Cast in the setting of to-day, after such an attempt on human life as we broke up on the prairie, Jean Pahusca would have been hiding in the coverts of Oklahoma, or doing time at the Lansing penitentiary for attempted assault with intent to kill. The man who sold him the whiskey would be in the clutches of the law, carrying his case up to the Supreme Court, backed by the slush fund of the brewers' union. The Associated Press would give the incident a two-inch heading and a one-inch story; and the snail would stay on the thorn, and the lark keep on the wing.

Even in that time Springvale would not have tolerated the Indian among us had it not been that the minds of the people were fermenting with other things. We were on the notorious old border between free and slave lands, whose tragedies rival the tales of the Scottish border. Kansas had been a storm centre since the day it became a Territory, and the overwhelming theme was negro slavery. Every man was marked as "pro" or "anti." There was no neutral ground. Springvale was by majority a Free-State town. A certain element with us, however, backed up by the Fingal's Creek settlement, declared openly and vindictively for slavery. It was from this class that we had most to fear. While the best of our people were giving their life-blood to save a nation, these men connived with border raiders who would not hesitate to take the life and property of every Free-State citizen. When our soldiers marched away to fields of battle, they knew they were leaving an enemy behind them, and no man's home was safe. Small public heed was paid then to the outbreak of a drunken Indian boy who had been overcome in a scrap out on the prairie when the youngsters were hunting their cows.

Where the bushes grow over the edge of the bluff at the steep bend in Cliff Street, a point of rock projects beyond the rough side. By a rude sort of stone steps beside this point we could clamber down many feet to the bush-grown ledge below. This point had been a meeting-place and playground for Marjie and myself all those years. We named it "Rockport" after the old Massachusetts town. Marjie could hear my call from the bushes and come up to the half-way place between our two homes. The stratum of rock below this point was full of cunning little crevices and deep hiding-places. One of these, known only to Marjie and myself, we called our post-office, and many a little note, scrawled in childish hand, but always directed to "Rockport" like a real address on the outside fold, we left for each other to find. Sometimes it was a message, sometimes it was only a joke, and sometimes it was just a line of childish love-making. We always put our valentines in this private house of Uncle Sam's postal service. Maybe that was why the other boys and girls did not couple our names together oftener. Everybody knew who got valentines at the real post-office and where they came from.

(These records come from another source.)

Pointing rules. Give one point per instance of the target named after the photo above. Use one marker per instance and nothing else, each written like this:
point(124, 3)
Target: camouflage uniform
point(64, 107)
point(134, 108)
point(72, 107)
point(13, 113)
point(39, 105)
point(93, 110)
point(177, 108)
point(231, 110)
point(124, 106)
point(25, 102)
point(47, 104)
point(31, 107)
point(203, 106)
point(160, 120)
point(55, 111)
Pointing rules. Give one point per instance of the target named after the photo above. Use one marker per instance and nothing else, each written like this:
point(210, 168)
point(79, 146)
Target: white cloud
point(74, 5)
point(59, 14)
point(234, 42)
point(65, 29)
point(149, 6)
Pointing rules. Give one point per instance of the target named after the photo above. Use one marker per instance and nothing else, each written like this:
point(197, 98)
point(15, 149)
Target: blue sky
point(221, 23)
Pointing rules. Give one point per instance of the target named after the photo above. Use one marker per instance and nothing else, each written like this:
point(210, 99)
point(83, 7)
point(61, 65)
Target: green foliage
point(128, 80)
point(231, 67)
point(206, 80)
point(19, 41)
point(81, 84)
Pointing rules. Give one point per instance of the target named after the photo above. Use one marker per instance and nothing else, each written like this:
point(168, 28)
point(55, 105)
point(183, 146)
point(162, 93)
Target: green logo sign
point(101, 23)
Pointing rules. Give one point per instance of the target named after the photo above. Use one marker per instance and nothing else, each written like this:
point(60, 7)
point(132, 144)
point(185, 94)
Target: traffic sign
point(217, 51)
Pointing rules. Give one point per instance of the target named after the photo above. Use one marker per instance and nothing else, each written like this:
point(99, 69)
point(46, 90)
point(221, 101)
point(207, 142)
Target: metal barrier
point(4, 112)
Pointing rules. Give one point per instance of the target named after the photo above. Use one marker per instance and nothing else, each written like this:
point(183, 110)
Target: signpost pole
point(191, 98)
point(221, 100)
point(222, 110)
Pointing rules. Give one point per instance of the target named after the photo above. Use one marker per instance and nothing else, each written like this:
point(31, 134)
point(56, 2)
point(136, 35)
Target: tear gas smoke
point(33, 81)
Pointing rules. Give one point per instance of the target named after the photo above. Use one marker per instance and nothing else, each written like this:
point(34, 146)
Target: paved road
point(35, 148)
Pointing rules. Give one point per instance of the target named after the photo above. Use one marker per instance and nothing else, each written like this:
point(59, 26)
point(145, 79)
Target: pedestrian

On the evening after the storm there was no loitering on the prairie. While we knew there was no danger, a half-dozen boys brought the cows home long before the daylight failed. At sunset I went down to "Rockport," intending to whistle to Marjie. How many a summer evening together here we had watched the sunset on the prairie! To-night, for no reason that I could give, I parted the bushes and climbed down to the ledge below, intending in a moment to come up again. I paused to listen to the lowing of some cows down the river. All the sweet sounds and odors of evening were in the air, and the rain-washed woodland of the Neosho Valley was in its richest green. I did not notice that the bushes hid me until, as I turned, I caught a glimpse of a red blanket, with a circular white centre, sliding up that stairway. An instant later, a call, my signal whistle, sounded from the rock above. I stood on the ledge under the point, my heart the noisiest thing in all that summer landscape full of soft twilight utterances. I was too far below the cliff's edge to catch any answering call, but I determined to fling that blanket and its wearer off the height if any harm should even threaten. Presently I heard a light footstep, and Marjie parted the bushes above me. Before she could cry out, Jean spoke to her. His voice was clear and sweet as I had never heard it before, and I do not wonder it reassured her.